R&B is still not nearly as big as hip-hop: It has a market share of 7.43% of overall album consumption units so far in 2020, compared with 19.17% for hip-hop, according to Nielsen Music/MRC Data. Yet it’s growing — by 4.64% in market share compared with this time last year. (Hip-hop’s market share grew less than 1% in the same period.) And as the genre catches up commercially, it’s having a renaissance artistically — one that’s largely powered by female singer-songwriters who are reimagining and reinterpreting its sounds for a new generation of listeners. Of the 14 releases that have reached No. 1 on Billboard’s Top R&B Albums chart in 2020, nine of them have been from women.

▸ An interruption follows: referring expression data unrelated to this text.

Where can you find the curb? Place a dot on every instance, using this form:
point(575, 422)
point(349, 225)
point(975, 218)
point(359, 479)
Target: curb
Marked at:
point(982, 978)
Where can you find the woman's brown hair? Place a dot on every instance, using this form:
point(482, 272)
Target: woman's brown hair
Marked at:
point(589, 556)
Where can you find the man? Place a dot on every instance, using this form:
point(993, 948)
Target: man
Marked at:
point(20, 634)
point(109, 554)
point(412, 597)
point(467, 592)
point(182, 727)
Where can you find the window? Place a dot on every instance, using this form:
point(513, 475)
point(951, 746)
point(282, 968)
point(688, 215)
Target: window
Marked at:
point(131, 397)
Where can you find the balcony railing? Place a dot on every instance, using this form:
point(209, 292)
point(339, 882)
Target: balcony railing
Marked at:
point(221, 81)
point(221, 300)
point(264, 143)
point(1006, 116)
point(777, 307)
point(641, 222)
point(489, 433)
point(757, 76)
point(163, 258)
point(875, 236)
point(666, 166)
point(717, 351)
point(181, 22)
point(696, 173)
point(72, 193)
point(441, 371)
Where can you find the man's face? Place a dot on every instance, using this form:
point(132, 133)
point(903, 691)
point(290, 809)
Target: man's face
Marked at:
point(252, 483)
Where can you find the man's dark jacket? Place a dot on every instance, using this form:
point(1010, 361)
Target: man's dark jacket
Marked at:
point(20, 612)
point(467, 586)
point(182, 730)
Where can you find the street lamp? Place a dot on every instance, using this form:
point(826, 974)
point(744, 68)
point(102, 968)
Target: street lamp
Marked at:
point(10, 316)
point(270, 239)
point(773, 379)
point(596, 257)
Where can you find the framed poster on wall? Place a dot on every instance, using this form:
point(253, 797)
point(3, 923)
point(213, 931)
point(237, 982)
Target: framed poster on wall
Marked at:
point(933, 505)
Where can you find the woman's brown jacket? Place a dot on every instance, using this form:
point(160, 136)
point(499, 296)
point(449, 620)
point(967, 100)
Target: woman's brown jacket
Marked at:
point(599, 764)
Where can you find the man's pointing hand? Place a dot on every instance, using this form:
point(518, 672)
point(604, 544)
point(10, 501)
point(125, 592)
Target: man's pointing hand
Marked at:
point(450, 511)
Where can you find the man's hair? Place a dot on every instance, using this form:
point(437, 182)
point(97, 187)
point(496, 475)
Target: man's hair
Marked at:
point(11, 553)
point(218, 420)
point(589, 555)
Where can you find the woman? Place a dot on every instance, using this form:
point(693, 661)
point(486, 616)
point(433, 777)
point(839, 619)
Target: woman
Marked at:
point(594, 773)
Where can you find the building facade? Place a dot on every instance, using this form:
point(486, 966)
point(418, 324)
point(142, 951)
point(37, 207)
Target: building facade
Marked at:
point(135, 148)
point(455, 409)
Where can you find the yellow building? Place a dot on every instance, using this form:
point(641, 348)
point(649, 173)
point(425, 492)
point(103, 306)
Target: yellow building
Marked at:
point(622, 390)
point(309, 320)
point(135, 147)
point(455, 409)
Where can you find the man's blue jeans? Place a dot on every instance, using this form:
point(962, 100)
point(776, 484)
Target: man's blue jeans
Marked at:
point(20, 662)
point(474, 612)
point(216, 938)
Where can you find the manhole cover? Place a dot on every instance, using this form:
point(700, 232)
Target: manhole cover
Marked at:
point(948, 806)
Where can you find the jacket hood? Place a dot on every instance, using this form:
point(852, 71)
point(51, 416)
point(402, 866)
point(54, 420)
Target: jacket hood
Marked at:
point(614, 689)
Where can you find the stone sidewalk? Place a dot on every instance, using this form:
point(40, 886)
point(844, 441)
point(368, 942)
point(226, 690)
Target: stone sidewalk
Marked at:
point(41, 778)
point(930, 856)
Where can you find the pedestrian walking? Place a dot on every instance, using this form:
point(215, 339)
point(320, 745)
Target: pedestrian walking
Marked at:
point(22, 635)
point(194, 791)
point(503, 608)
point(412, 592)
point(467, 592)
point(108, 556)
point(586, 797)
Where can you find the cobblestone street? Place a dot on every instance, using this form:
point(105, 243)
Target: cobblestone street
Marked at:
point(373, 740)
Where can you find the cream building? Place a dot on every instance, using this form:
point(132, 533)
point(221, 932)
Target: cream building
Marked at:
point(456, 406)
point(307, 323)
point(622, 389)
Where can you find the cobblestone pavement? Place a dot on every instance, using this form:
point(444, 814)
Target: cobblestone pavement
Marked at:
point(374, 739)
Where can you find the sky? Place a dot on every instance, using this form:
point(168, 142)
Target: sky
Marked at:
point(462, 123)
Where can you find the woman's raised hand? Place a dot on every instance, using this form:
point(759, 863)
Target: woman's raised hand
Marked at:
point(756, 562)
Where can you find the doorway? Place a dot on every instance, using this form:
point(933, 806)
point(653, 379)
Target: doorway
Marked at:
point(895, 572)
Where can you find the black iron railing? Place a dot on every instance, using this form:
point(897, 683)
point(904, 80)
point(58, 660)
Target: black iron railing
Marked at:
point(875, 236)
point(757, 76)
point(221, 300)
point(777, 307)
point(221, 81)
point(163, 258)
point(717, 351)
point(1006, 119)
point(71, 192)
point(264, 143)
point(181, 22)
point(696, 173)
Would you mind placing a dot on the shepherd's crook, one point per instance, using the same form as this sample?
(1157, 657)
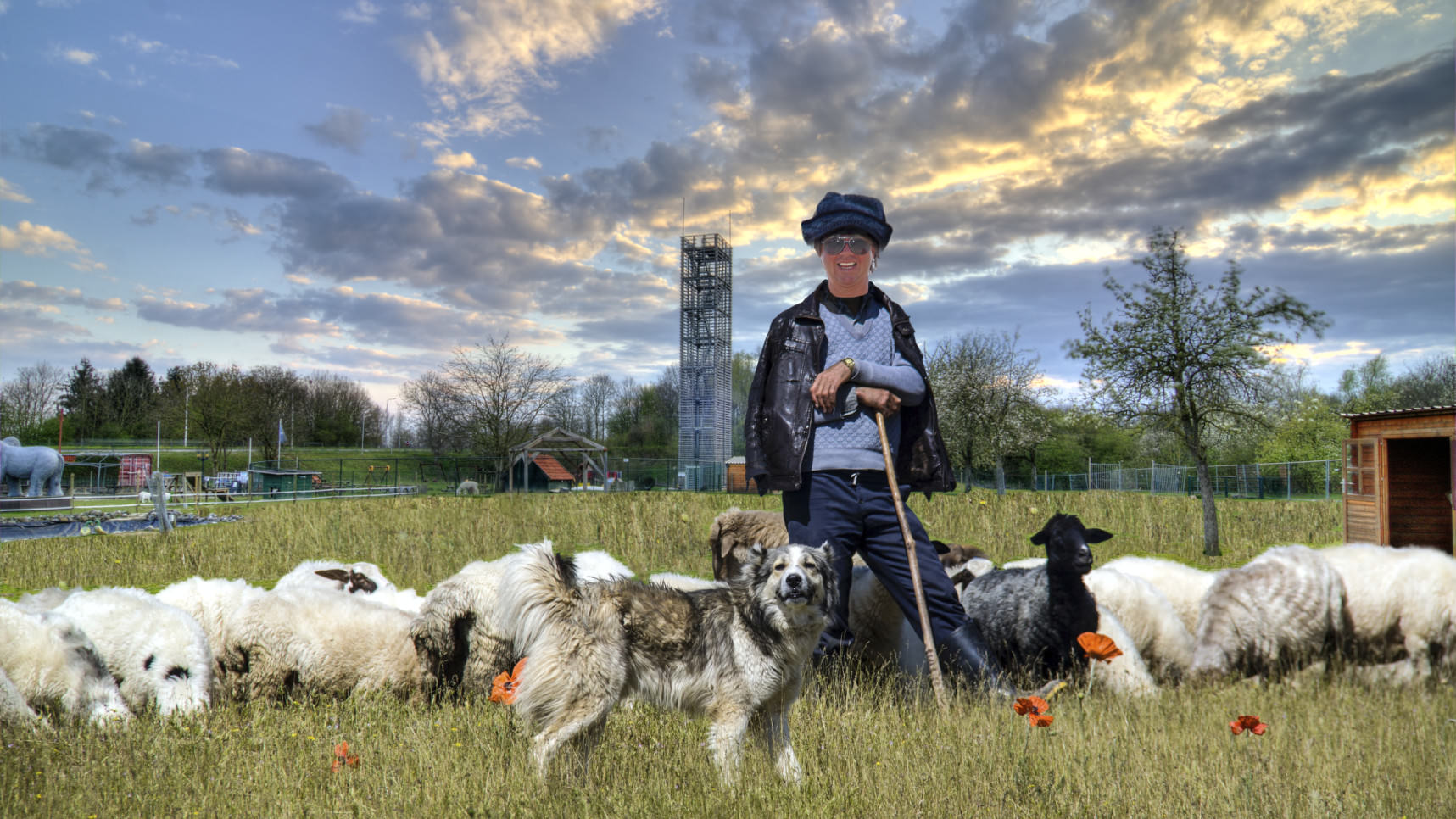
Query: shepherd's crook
(915, 568)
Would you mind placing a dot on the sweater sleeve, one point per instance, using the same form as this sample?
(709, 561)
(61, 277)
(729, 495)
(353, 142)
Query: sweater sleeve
(900, 377)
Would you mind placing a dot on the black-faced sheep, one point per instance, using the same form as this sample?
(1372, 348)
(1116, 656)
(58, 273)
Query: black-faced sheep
(54, 666)
(158, 654)
(1031, 617)
(734, 532)
(1275, 614)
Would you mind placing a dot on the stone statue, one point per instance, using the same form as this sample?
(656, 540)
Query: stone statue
(41, 465)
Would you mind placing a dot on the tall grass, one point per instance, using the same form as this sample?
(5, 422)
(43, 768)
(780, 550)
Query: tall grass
(869, 745)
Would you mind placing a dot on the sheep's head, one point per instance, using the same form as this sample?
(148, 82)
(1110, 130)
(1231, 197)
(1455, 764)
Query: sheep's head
(1068, 543)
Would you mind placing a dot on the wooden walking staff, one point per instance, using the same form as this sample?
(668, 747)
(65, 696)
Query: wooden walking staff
(915, 568)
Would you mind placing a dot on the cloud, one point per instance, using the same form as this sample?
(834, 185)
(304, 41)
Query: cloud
(343, 128)
(42, 240)
(483, 56)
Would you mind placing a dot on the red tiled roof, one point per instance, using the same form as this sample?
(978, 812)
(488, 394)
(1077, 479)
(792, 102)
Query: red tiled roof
(552, 467)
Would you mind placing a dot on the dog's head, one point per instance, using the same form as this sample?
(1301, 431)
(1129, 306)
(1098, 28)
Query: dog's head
(791, 577)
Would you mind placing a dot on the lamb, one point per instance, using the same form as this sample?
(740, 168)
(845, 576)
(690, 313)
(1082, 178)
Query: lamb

Among them are the four cover stars of Billboard’s annual R&B/Hip-Hop Power Players issue. With her confessional relationship anthems, the casually cool Kehlani, 25, scored a career-high No. 2 debut on the Billboard 200 in May with It Was Good Until It Wasn’t. The introspective Jhené Aiko, 32, pushed her atmospheric sound to experimental places on Chilombo, which in March also had a career-best No. 2 debut. Triple threat Teyana Taylor, 29, showcased her straight-shooting modern soul on this year’s statement-making Juneteenth release The Album, which marked her first top 10 entry on the Billboard 200. And reserved newcomer Summer Walker, 24, set records with her debut LP, Over It, which scored the biggest streaming week for an R&B album by a woman last fall.